Illawarra Women’s Trauma Recovery Centre overlooked in 2022 NSW budget
Shellharbour MP Anna Watson has slammed the NSW government’s decision to overlook the “last piece in the puzzle” and not fund the Illawarra Women’s Trauma Recovery Centre.
After receiving $25 million in the federal budget in March, the final hurdle in establishing the world first centre was funding from the NSW government to operate out of a government-owned site.
“We had identified a brilliant site for this to happen [but] there was no money in the budget, which I was very disappointed and surprised [about], to be honest,” Ms Watson said.
“We have plans drawn up for the actual building to fit the site, everything is falling into place. It will be a world first. The last piece of the puzzle and the missing link to all of this rests in the hands of the New South Wales government,” Ms Watson said.
The push to establish a dedicated, purpose-built trauma centre had been building for years. In 2020, the NSW government put down $50,000 for a business case and design for the centre.
After federal funding was secured in the 2022 budget, excitement was building that the NSW budget would remove the last roadblock.

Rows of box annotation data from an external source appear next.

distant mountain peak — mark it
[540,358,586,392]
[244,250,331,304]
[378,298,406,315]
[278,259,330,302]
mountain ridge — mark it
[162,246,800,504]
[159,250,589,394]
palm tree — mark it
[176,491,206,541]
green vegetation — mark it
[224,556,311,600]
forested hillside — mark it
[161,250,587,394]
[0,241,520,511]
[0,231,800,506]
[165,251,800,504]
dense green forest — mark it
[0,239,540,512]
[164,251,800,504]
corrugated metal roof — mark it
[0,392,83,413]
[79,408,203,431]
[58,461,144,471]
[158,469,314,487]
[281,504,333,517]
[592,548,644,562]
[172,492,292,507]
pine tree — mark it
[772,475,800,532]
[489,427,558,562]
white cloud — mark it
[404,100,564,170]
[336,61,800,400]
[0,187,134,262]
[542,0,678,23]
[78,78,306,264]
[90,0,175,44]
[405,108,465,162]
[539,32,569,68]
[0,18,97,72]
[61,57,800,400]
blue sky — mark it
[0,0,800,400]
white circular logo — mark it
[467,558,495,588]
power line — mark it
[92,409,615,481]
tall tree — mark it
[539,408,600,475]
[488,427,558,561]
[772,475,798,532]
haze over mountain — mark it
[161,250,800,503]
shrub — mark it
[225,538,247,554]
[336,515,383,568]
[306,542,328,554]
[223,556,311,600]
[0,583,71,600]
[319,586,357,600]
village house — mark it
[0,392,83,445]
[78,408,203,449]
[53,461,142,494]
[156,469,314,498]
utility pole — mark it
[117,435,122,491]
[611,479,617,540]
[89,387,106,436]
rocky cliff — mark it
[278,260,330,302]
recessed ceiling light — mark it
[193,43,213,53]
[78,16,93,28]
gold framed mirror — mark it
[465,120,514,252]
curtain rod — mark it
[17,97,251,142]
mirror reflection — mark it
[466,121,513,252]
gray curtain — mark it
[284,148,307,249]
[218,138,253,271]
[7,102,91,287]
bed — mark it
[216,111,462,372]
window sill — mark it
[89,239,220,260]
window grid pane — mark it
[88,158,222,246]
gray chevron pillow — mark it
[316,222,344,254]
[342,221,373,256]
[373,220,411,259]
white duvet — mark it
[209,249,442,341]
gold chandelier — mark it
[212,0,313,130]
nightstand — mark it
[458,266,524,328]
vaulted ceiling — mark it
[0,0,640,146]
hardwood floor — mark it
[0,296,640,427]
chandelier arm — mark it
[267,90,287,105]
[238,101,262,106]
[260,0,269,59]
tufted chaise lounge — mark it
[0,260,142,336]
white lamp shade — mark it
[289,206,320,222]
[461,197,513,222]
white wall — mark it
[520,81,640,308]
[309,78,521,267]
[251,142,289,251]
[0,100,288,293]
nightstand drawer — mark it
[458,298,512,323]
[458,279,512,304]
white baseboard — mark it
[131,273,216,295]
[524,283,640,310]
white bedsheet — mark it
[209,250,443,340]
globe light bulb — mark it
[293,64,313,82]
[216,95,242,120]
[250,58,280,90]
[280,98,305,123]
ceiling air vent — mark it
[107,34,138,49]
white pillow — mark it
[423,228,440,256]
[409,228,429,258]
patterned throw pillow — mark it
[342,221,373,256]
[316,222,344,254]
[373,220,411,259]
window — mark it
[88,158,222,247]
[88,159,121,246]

Sally Stevenson, general manager of the Illawarra Women’s Health Centre, said she was perplexed, disappointed and surprised by the snub from the NSW government.
“We’ve been working towards this for three years,” she said.
“[The NSW government] funded the business case 18 months ago, they know that we got the money from the Commonwealth government, so to not support us to bring this centre to a reality through the physical infrastructure of a building is really bewildering.”
Ms Watson said she would be joining Parliamentary Secretary for the Illawarra Peter Poulos to advocate for the centre to receive funding.
“He and I will go together and put our case again to the Minister to secure this property.”
Health initiatives that did receive a boost in the NSW budget included increased funding for mental health programs. NSW Mental Health Commissioner Catherine Lourey said the $2.9 billion mental health budget would support communities at a grassroots level.
“We have spoken to hundreds of people over the past six months to understand the needs of people across NSW with lived or living experience of suicidal distress, caring for someone through suicidal crisis and people who are bereaved by suicide as well as community representatives and professionals across the state,” Ms Lourey said.
“What we have heard is that a long-term, holistic approach is needed right across government that respects differences and provides programs from prevention and early intervention through to aftercare and postvention.
Funding will double the amount allocated to the Towards Zero Suicides initiatives and provides a six-fold increase to programs that support those who have survived a suicide attempt or experienced a suicidal crisis.
Mental health initiatives in the Illawarra include funding for mental health services in the future Shellharbour Hospital, but with the project delayed by a year, Ms Watson said that there was more the NSW government could do.
“I’ve been talking for some time about turning the existing Shellharbour hospital into a mental health facility,” she said.
“That would be a progressive, forward thinking, sensible thing to do.”
With the NSW government making a headline commitment to improving women’s participation in the workforce and investing in the public sector, with the much touted early child care scheme one measure signposted towards women, Ms Stevenson said this has overlooked critical issues facing the most vulnerable women, including access to affordable rental housing.
Ms Watson said the lack of attention to the Illawarra-Shoalhaven’s immediate health needs would inhibit the budget’s goals.
“They won’t fund the Trauma Recovery Centre: how can women participate in work when they’re not well, or when they’re going through domestic violence and they’ve got children to worry about,” she said.
“This is a government that knows the cost of everything, but the value of nothing.”